REPUBLIKA.CO.ID, Oleh Afriza Hanifa
Islam tak
hanya tumbuh subur di Jawa dan Sumatra. Jauh di bagian timur Indonesia,
Islam masuk dan berkembang pesat. Ternate dan Tidore di Maluku Utara
merupakan dua kerajaan yang menjadi kunci penyebaran Islam di sana.
Maluku
pada masa lalu berbeda dengan Ambon. Dalam Hikayat Ternate disebut
Moeloka (Maluku) terdiri dari empat kepulauan, yakni Ternate, Tidore,
Jailolo, dan Bacan. Kerajaan Ternate dan Tidore merupakan kerajaan
bercorak Islam di kepulauan Maluku yang paling menonjol.
Lokasi
Ternate dan Tidore berada di sebelah barat pulau Halmahera, Maluku
Utara. Nama Ternate dan Tidore pun sesuai nama pulau yang menjadi pusat
pemerintahan dua kerajaan tersebut. Dalam perkembangannya, baik Ternate
maupun Tidore, memiliki wilayah kekuasaan hingga Irian dan Nusa
Tenggara.
Sebagaimana wilayah Indonesia lain, masuknya Islam ke
Maluku pun melalui para pedagang. Menurut Marwati Djoened Poesponegoro
dan Nugroho Notosusanto dalam Sejarah Nasional Indonesia III: Zaman
Pertumbuhan dan Perkembangan Islam di Indonesia, pada abad ke-14 Masehi
di masa Kerajaan Majapahit, Ternate dan Tidore telah menjalin hubungan
perdagangan dan pelayaran dengan Pelabuhan Tuban dan Gresik. Bahkan pada
abad tersebut, pelabuhan-pelabuhan di bawah Kerajaan Majapahit telah
didatangi pedagang Muslim.
"Untuk memperoleh komoditas berupa
rempah-rempah, terutama cengkih dan pala, para pedagang Muslim dari Arab
dan Timur Tengah lainnya itu juga sangat mungkin mendatangi daerah
Maluku," ujarnya.
Dalam artikel "Kerajaan Ternate dan Tidore"

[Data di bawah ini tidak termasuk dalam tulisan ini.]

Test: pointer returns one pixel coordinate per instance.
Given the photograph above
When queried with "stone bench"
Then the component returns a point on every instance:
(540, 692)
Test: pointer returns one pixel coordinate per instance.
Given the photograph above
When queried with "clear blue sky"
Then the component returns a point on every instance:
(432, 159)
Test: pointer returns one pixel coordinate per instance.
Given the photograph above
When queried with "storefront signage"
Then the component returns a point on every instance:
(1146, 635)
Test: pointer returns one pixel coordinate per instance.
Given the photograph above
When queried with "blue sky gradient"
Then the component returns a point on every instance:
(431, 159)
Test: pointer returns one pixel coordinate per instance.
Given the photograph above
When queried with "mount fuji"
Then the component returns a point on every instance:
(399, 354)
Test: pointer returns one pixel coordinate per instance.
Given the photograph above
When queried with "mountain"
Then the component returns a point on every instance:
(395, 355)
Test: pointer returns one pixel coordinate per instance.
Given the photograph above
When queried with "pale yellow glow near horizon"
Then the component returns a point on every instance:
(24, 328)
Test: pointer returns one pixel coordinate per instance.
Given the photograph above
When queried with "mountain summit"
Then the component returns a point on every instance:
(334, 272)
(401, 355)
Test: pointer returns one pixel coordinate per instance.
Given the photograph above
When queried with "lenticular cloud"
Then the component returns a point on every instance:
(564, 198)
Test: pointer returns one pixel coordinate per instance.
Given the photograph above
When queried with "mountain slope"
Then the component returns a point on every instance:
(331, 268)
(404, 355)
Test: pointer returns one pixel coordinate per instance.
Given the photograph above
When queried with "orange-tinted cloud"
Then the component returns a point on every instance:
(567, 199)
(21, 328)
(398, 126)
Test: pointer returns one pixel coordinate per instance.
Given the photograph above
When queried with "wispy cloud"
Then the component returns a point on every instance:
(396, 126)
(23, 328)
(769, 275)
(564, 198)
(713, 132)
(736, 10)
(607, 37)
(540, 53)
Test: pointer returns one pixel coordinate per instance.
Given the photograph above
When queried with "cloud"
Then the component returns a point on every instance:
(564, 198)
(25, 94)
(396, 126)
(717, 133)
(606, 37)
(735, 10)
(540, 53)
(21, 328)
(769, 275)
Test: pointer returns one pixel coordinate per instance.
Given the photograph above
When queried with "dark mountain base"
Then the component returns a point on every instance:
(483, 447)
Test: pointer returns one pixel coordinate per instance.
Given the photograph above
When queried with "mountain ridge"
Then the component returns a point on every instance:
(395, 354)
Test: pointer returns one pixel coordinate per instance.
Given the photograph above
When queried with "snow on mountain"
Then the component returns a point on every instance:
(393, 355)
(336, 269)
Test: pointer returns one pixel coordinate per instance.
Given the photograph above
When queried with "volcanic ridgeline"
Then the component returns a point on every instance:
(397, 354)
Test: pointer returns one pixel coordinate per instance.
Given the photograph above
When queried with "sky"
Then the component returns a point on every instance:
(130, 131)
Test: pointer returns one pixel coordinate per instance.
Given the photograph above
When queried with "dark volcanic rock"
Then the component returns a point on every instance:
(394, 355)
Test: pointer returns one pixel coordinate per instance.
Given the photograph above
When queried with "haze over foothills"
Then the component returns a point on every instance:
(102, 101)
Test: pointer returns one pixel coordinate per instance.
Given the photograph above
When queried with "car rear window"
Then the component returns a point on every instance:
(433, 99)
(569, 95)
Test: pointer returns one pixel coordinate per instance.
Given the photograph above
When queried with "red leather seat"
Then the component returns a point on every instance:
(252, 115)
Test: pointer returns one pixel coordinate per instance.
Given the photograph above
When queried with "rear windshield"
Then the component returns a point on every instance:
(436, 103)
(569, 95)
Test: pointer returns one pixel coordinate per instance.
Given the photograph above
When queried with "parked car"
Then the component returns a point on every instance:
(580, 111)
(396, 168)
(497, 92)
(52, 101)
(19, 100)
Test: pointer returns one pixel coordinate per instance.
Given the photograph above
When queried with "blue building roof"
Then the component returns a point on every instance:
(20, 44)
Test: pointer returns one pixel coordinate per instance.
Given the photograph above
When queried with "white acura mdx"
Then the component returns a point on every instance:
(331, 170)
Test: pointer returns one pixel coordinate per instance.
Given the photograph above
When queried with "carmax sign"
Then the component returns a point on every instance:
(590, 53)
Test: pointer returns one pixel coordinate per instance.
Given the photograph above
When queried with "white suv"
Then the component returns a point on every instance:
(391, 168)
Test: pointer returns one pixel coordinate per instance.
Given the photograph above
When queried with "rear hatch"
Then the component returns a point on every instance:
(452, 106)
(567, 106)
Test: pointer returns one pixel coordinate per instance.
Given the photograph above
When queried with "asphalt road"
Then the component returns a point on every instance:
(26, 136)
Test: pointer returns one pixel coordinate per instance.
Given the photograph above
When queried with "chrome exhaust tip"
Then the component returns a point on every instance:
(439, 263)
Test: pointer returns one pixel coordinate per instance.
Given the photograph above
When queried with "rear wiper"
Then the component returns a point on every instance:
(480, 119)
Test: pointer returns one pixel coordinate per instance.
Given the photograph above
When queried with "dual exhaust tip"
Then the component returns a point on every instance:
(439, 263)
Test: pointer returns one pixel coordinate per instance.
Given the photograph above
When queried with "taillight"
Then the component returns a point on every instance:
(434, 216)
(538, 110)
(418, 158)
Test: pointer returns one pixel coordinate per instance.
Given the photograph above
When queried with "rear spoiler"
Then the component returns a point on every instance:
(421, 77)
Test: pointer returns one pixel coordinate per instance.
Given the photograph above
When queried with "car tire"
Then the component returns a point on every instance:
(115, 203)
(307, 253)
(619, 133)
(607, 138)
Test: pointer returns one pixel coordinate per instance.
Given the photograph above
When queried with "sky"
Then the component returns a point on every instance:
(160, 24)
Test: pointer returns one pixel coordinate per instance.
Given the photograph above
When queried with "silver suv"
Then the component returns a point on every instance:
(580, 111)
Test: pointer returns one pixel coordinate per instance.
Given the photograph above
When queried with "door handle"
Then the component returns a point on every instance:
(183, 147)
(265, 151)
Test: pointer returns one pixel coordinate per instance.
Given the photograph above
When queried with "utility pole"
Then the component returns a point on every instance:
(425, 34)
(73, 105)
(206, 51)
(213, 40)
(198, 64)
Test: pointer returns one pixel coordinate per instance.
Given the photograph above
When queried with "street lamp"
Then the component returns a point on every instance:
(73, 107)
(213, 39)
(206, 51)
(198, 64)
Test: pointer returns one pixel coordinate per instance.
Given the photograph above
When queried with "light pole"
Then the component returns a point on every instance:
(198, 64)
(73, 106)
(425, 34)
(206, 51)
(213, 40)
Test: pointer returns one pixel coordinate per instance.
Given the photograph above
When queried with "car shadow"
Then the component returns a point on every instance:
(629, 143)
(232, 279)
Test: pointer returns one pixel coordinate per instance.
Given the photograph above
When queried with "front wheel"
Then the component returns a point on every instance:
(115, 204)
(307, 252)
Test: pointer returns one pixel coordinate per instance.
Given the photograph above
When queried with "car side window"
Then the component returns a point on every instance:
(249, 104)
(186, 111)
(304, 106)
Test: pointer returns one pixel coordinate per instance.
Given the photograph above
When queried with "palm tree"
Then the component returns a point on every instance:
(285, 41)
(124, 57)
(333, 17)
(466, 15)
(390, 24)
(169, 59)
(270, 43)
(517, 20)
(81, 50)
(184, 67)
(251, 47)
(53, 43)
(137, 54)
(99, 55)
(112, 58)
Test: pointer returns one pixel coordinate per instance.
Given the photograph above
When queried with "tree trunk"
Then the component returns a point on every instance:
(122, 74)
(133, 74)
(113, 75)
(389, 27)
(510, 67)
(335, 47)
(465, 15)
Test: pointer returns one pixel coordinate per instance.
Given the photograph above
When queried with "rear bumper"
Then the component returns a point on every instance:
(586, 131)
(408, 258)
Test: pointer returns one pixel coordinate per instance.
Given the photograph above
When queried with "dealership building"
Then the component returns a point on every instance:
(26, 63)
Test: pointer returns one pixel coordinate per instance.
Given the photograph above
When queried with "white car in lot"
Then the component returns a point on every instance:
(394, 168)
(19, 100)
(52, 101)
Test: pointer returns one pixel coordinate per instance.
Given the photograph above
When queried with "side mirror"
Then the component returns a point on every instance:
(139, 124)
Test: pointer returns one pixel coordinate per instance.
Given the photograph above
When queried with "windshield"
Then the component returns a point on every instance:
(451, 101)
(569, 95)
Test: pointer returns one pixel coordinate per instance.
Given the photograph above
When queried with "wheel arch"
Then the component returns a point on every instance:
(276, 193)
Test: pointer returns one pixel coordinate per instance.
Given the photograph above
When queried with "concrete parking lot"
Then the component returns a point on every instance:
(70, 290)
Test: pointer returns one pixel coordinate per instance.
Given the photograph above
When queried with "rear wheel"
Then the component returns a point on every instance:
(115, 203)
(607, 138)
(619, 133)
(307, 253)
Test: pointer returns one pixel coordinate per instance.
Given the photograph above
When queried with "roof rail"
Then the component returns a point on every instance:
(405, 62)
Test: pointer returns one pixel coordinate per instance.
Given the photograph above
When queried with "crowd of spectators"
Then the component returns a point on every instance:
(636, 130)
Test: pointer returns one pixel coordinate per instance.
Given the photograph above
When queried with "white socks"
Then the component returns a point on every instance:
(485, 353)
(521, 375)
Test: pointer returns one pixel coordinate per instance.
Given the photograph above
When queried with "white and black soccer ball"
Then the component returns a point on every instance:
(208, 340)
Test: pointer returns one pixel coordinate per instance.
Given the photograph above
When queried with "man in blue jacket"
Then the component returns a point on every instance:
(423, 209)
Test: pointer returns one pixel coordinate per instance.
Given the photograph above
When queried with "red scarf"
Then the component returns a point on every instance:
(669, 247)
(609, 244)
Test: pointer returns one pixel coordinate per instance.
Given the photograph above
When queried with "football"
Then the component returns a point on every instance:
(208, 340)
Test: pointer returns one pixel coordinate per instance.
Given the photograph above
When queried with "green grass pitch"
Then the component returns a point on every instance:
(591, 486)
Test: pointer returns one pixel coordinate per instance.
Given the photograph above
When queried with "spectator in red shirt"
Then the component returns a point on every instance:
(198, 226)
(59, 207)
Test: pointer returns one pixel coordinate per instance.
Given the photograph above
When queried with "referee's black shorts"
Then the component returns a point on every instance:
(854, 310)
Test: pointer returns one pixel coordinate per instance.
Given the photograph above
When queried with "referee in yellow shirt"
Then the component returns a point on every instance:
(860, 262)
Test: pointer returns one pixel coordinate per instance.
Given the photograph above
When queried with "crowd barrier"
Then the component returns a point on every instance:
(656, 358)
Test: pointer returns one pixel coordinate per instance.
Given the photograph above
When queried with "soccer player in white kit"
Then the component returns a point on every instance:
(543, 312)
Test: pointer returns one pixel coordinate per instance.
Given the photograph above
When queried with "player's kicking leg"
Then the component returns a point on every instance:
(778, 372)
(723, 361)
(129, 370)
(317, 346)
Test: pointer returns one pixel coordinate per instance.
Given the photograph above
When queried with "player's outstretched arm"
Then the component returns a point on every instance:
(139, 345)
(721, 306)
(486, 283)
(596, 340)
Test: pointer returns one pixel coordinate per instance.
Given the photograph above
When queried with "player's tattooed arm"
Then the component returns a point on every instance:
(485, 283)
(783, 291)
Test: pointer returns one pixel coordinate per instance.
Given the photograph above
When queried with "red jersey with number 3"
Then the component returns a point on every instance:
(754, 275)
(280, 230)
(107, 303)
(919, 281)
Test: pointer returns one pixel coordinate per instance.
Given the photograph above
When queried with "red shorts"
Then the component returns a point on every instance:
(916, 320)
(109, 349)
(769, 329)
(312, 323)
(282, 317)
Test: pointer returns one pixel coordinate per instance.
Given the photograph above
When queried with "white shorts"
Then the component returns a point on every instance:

perpustakaan siber disebutkan, berdasarkan catatan orang Portugis, Raja
Maluku yang pertama kali memeluk Islam adalah Raja Ternate, Gapi Baguna
atau Sultan Marhum (1465-1485). Sang sultan mendapat dakwah dari Datuk
Maulana Husin.
Namun, menurut Marwati, saat era pemerintahan
Raja Marhum di Ternate, agama Islam belum berkembang di Maluku. Saat
itu, memang datang seorang alim dari tanah Jawa, Maulana Hussein, yang
mengajarkan Alquran di Maluku. Sang alim juga mengenalkan kaligrafi Arab
hingga menarik perhatian raja Ternate dan masyarakatnya. Namun, Islam
belum mendapatkan tempat di sana.
Pascamangkatnya Sultan Marhum,
Zainul Abidin menggantikan sang ayah. Saat itulah ketertarikan pada
Islam dimulai. "Perkembangan Islam baru terjadi di era Raja Cico atau
putranya Gopi Baguna dan bersama Zainulabidin pergi ke Jawa belajar
agama Islam. Zainulabidin (1486-1500) berguru pada Prabu Atmaka atau
Raja Buwala di Kediri. Sekembalinya dari Jawa, ia pun menjadi ulama
bernama Tuhubahalul," ujar Marwati.
Berdasarkan artikel siber,
Zainul Abidin bahkan belajar kepada Sunan Giri. Ia terkenal sangat giat
mendakwahkan Islam. Tak hanya di Ternate, ia juga berdakwah di kepulauan
sekitar, bahkan hingga Filipina Selatan. Setelah Sultan Zainal Abidin
mangkat, pemerintahan di Ternate berturut-turut dipegang oleh Sultan
Sirullah, Sultan Hairun, dan Sultan Baabullah.
Bahkan, menurut
Marwati, keturunan raja-raja Maluku disebut-sebut sebagai keturunan
Jafar Sadik dari Arab. Menurut sumber tradisi setempat, Raja Ternate
XII, Molomatea (1350-1357), menjalin hubungan dekat dengan para Muslim
Arab yang datang ke Maluku memberikan petunjuk pembuatan kapal.
Berdasarkan
catatan Tome Pires 1512-1515, Ternate digambarkan telah banyak
didatangi kapal-kapal asal Gresik milik Pate Yusuf. Kala itu Raja
Ternate telah menggunakan gelar sultan, sementara raja-raja di
sekitarnya masih memakai gelar raja di Tidore, yakni gelar Kolano. Pada
waktu itu, dikisahkan Sultan Ternate tengah berperang dengan mertuanya
yang menjadi raja di Tidore, Raja Almansor. Baik Ternate, Tidore, Bacan,
Mkyan, Hitu dan Banda, pada masa kehadiran Tome Pires sudah banyak
beragama Islam.
Dari catatan tersebut disebutkan, Islam memasuki Maluku 50 tahun sebelum Tome Pires datang ke sana.